Donald Farren is compiling information about the use of false book backs to cover walls and other surfaces, and he appealed to readers of the Autumn 1995 CBBAG Newsletter to supply instances of any and all sorts, including those used in movie sets and lampbases, and at Dumbarton Oaks. He only draws the line at books hollowed out to make cigarette boxes. Contact him at 4009 Bradley Lane, Chevy Chase, MD 20815 (301/951-9479, fax 951/9479, email

Acid-Free Paper for Bookplates

Gary McLerran of the Hoover Library called the Abbey Publications office a few weeks ago to ask where he could find a suitable paper for bookplates. The paper had to be gummed, acid-free and suited for printing, because the Library wanted to use its own design. Mr. McLerran had called the companies that made the label papers listed in North American Permanent Papers 1994, and found that none of those papers was gummed. The Editor did a bit of research in the Paper Buyer's Encyclopedia and found that Eastern Fine Paper sometimes makes a gummed acid-free label paper, and had a roll on the warehouse floor. They sent samples that looked good.

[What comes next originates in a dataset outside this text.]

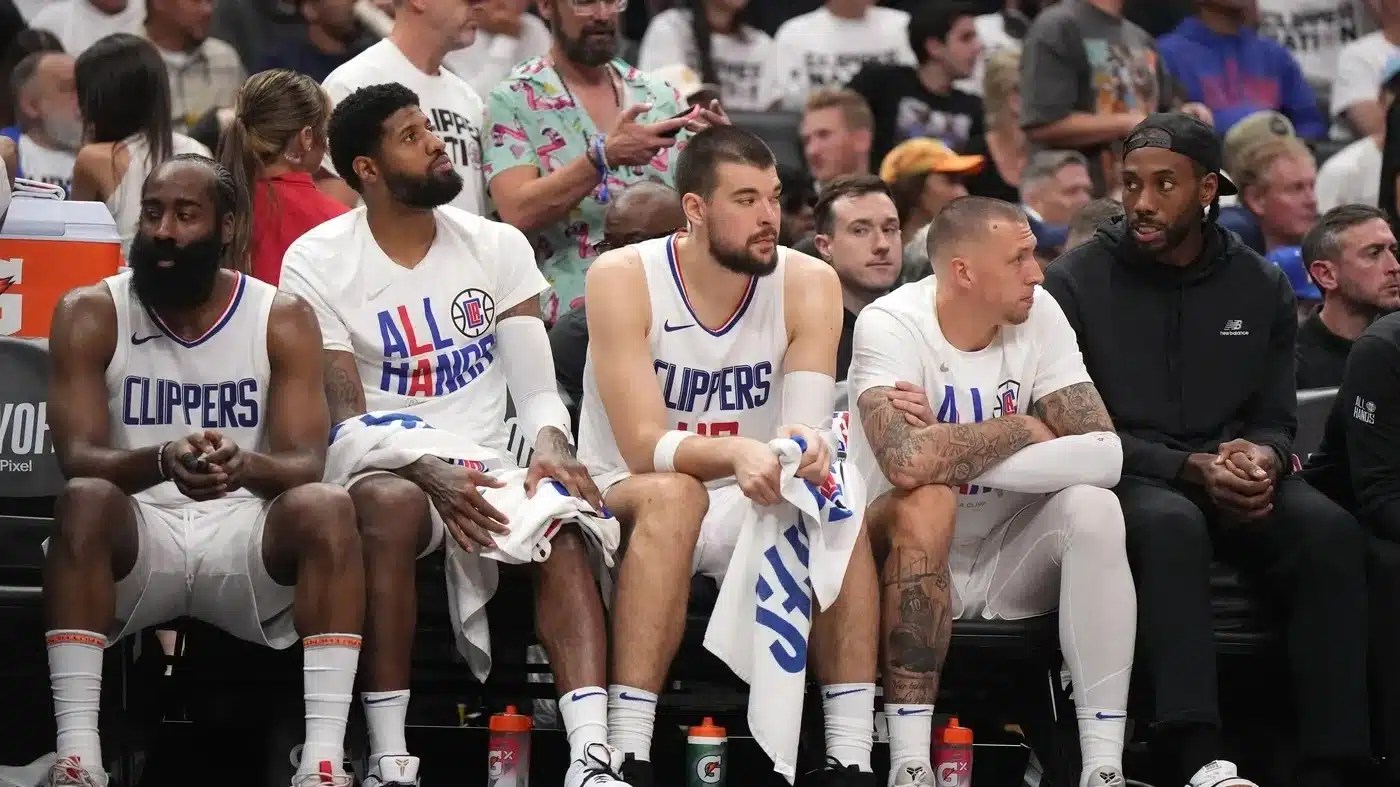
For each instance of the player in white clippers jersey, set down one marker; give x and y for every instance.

Like most mills, Eastern does not sell in small quantities, however. They may or may not be willing to sell less than a whole roll, the kind of roll that can only be moved with a forklift. Buyers may find it necessary to place a group order or talk a supplier into being the middleman for them. But the mill can sheet or slit the paper roll if the buyer requests it.

Mr. McLerran's fax is 415/725-4655. Samples of the gummed label paper are available from the Abbey Publications office (512/929-3992). Eastern Fine Paper is in Brewer, Maine, and the Manager of Sales Service for the Coated Products Division is E. Stephen Eyles (207/989-7070, fax 989-2149). ("Eyles" is pronounced "isles.")

Early Recipes for Iron-Gall Ink

Dr. Johan Neevel, of the Central Research Laboratory in Amsterdam, can greatly extend the life of paper that has been written on with iron-gall ink by treating it with an aqueous antioxidant (magnesium phytate) and a deacidification agent (aqueous calcium and magnesium bicarbonate). This research will be published in Restaurator, 16/3, Fall 1995.

In connection with this project, Dr. Neevel is looking for iron-gall ink recipes from the period 1400-1750. He can be contacted at the Central Research Laboratory, Gabriel Metsustraat 8, 1071 EA Amsterdam, The Netherlands (31 20 673 5162, fax 31 20 675 1661, e-mail <>). The phone and fax numbers have three parts: country, city and seven-digit telephone number. The e-mail address is that of the coordinator in the Department of Conservation and Restoration Research.